Iterative Self-Improvement of Code: How AI Learns to Ship Better Software
Andrej Karpathy popularized a simple idea with big consequences: let the model write code, run it, critique itself, patch the code, and repeat. It's the same way a sharp engineer improves-just compressed into tight loops.
For general, IT, and development roles, this loop isn't theory. It's a practical system you can bolt onto your workflow to reduce bugs, speed up maintenance, and move from "suggested code" to "proven fixes."
The core loop
- Plan: State the goal, constraints, and acceptance criteria.
- Generate: Produce the smallest change that could work.
- Run: Execute tests, static checks, and example scripts in a sandbox.

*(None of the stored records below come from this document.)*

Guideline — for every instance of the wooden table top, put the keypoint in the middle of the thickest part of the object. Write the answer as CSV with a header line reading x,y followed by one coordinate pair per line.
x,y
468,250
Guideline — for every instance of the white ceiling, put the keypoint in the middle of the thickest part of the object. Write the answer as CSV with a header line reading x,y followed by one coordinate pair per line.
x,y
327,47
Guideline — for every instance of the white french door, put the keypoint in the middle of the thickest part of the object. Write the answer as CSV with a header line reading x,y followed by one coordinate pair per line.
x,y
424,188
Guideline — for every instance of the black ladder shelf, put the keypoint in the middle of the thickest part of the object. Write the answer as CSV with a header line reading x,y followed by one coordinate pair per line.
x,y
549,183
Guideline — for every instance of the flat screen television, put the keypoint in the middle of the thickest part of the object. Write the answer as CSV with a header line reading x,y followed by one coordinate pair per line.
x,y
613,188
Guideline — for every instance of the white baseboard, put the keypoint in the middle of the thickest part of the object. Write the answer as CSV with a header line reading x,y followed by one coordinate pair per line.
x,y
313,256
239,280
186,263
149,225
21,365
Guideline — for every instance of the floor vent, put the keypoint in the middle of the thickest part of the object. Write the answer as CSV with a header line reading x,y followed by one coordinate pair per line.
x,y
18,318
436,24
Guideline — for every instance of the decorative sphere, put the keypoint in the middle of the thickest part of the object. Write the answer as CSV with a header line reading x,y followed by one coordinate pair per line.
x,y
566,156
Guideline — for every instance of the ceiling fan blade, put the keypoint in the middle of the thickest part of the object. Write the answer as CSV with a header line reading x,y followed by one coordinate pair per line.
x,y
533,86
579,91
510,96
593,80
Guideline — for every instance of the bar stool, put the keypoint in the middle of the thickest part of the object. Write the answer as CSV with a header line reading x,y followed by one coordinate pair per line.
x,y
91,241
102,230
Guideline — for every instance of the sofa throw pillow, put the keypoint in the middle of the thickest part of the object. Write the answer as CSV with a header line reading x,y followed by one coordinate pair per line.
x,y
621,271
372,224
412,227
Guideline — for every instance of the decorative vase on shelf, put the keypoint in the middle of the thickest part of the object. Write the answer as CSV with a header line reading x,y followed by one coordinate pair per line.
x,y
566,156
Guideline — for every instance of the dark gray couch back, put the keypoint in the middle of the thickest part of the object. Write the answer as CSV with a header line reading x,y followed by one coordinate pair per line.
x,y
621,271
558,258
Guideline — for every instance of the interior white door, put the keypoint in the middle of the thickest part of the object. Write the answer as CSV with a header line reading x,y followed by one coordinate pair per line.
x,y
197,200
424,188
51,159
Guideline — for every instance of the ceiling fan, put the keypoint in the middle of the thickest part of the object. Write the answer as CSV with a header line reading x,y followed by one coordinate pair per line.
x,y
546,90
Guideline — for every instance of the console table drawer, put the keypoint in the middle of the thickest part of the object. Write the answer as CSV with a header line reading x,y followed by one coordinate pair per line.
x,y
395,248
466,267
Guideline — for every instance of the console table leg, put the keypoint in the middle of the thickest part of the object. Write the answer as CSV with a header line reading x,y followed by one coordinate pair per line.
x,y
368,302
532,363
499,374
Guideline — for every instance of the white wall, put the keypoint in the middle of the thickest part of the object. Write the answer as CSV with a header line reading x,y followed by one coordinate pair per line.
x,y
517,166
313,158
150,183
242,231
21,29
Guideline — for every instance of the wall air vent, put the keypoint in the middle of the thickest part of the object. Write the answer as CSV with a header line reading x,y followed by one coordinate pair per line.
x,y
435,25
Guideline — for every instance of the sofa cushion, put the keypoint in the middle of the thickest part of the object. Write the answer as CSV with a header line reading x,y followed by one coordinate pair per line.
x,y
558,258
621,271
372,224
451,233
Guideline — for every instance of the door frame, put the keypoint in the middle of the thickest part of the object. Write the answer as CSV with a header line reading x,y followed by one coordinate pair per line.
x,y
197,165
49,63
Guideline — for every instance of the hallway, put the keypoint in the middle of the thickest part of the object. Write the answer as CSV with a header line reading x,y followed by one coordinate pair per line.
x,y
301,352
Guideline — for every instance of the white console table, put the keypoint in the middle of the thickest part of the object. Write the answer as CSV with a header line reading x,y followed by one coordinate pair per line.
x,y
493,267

- Critique: Read failures, trace logs, and diffs; summarize root cause.
- Patch: Apply a targeted fix; avoid scope creep.
- Repeat: Stop when criteria are met or a max-iteration cap hits.
What makes it work
- Tests are the truth: High-signal unit/integration tests translate intent into pass/fail feedback.
- Deterministic environment: Containerized runs, pinned deps, seeded randomness.
- Clear reward signal: Test pass rate, lints, type checks, and performance gates.
- Context and memory: Relevant files, failing traces, and prior attempts-not the whole repo dump.
- Safety rails: Write to branches, run in ephemeral sandboxes, and require human review for merges.
Set this up in your team this week
- Pick a scope: Start with bug fixing, flaky tests, or boilerplate migrations-bounded, testable work.
- Toolchain: CI-accessible container, unit tests, static analysis, type checks, and a scriptable runner.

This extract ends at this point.